For this example, I am building a hypothetical 10m long fence, which is 800mm high.  Now, given that we are using the same 100 by 75mm treated pine sleepers as the rails, and we need the same amount of concrete, aggregate for drainage and ag pipe etc.  The only point of difference price wise are the actual posts. 
Assuming that we use the standard 2.4 lengths of rails we need 5 posts set at 600mm deep.  
For the steel that would be 5 steel posts at 1.4m long at $30.27 per metre for a sub-total of $212 add another $25 for the cost of the 5 cuts and the total is $237 
For the treated pine posts it would be 5 treated pine posts at 2.4m long at $26.40 each (I have assumed the retaining wall is built for longevity using the standard 100 by 200 sleepers) for a sub-total of $132.  Then we need to add the cost of the galvanised coach bolts.  Once again doing it properly there are 4 per rail times 16 rails at $1.60 each for a sub-total of $102.40.  Which gives a total cost of $234.40. 
Now, I'm not yet finished.  There is an unfactored time cost for drilling, and bolting up the 64 separate holes, the wastage of about 5m of treated pine, and the durability of the steel over the treated pine. 
Make sense?

----------


## Pulse

Saw those posts advertised in metalcorp brochure today, if I still had it I'd tell you the price! It was sold as a retaining wall sleeper post/ 
Cheers
Pulse

----------


## Terrian

> Okay this has been bugging me for a few weeks now, so I thought I would take the ten minutes it takes to figure it out. 
> For this example, I am building a hypothetical 10m long fence, which is 800mm high.  Now, given that we are using the same 100 by 75mm treated pine sleepers as the rails, and we need the same amount of concrete, aggregate for drainage and ag pipe etc.  The only point of difference price wise are the actual posts. 
> Assuming that we use the standard 2.4 lengths of rails we need 5 posts set at 600mm deep.  
> For the steel that would be 5 steel posts at 1.4m long at $30.27 per metre for a sub-total of $212 add another $25 for the cost of the 5 cuts and the total is $237 
> For the treated pine posts it would be 5 treated pine posts at 2.4m long at $26.40 each (I have assumed the retaining wall is built for longevity using the standard 100 by 200 sleepers) for a sub-total of $132.  Then we need to add the cost of the galvanised coach bolts.  Once again doing it properly there are 4 per rail times 16 rails at $1.60 each for a sub-total of $102.40.  Which gives a total cost of $234.40. 
> Now, I'm not yet finished.  There is an unfactored time cost for drilling, and bolting up the 64 separate holes, the wastage of about 5m of treated pine, and the durability of the steel over the treated pine. 
> Make sense?

  I see your figures, and wonder why you would buy 2.4m x 100mm sleepers when you want 1.4m for the posts, buying 2  3.0 x 75  and 1 1.8 x 75 would be a cheaper option,   
Working from memory (about 2 years since I was last selling garden supplies), about $30 each for the 3m sleepers & $14 for the 1.8 sleeper, about $74, add your 102.40 for gal bolts, gives $176.40, quite a lots less than $237, but, thats just my take on it (says he who has just used 3.0m bridge timbers and about 2.4m 'b' grades, expensive way to build a wall) (oh yeah, no bolts  :Smilie:  
75mm  will last just as long  as 100mm for the posts (about 20 years if I recall) and a heck of a lot less wastage.
As for the time factor for drilling holes, really it is a non issue for the person building the wall themselves. 
If you really want the wall to last longer than a lifetime you would use steel posts & concrete panels  :Smilie:  (thats the next wall I build!)

----------


## Planned LScape

Depending on wall height however the 2.4m 75 or 100mm sleepers are the stronger option.
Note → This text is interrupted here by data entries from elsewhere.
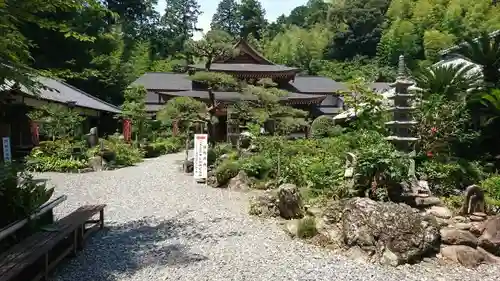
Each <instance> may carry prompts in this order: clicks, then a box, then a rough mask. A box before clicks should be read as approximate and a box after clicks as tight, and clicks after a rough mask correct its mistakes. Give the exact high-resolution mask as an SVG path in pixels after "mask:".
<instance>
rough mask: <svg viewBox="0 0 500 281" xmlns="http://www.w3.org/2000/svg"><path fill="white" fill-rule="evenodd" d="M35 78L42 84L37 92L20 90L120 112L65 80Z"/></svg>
mask: <svg viewBox="0 0 500 281" xmlns="http://www.w3.org/2000/svg"><path fill="white" fill-rule="evenodd" d="M36 79H37V80H38V82H40V83H41V84H42V86H43V87H40V88H39V89H38V93H37V94H35V93H33V92H32V91H30V90H28V89H27V88H26V87H21V91H22V92H23V93H25V94H26V95H29V96H34V97H36V98H40V99H43V100H48V101H55V102H59V103H67V102H75V105H76V106H78V107H83V108H90V109H95V110H99V111H106V112H112V113H119V112H121V110H120V108H119V107H117V106H115V105H112V104H110V103H107V102H105V101H103V100H100V99H98V98H96V97H94V96H92V95H90V94H88V93H85V92H84V91H82V90H80V89H77V88H75V87H73V86H71V85H69V84H67V83H65V82H62V81H57V80H55V79H52V78H47V77H38V78H36ZM8 84H11V86H12V84H13V83H8V82H7V83H5V84H4V85H8Z"/></svg>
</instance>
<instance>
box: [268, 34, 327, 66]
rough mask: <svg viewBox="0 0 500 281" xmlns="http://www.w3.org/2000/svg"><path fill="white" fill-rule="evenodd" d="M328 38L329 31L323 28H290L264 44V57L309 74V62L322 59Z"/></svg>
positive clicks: (275, 62) (324, 50)
mask: <svg viewBox="0 0 500 281" xmlns="http://www.w3.org/2000/svg"><path fill="white" fill-rule="evenodd" d="M330 37H331V32H330V30H328V29H327V28H325V27H324V26H316V27H314V28H312V29H304V28H300V27H297V26H291V27H290V28H289V29H286V30H285V31H284V32H283V33H280V34H278V35H276V36H275V37H274V38H272V40H269V41H268V42H267V43H266V44H265V46H264V55H265V56H266V57H267V58H268V59H270V60H272V61H273V62H275V63H280V64H284V65H289V66H296V67H299V68H300V69H302V70H307V71H308V72H311V70H310V66H311V62H312V61H313V60H319V59H322V58H323V53H324V51H325V49H326V46H327V45H328V42H329V40H330Z"/></svg>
Anything over 2 sleepers high I go 2.4 lengths.

----------


## Tubby2

> Saw those posts advertised in metalcorp brochure today, if I still had it I'd tell you the price! It was sold as a retaining wall sleeper post/ 
> Cheers
> Pulse

  I gave them a quick call and the price was $45 l/m. They come in pre cut lengths starting at 900mm and increasing in 300mm increments. These a Galvanised and 5mm thick

----------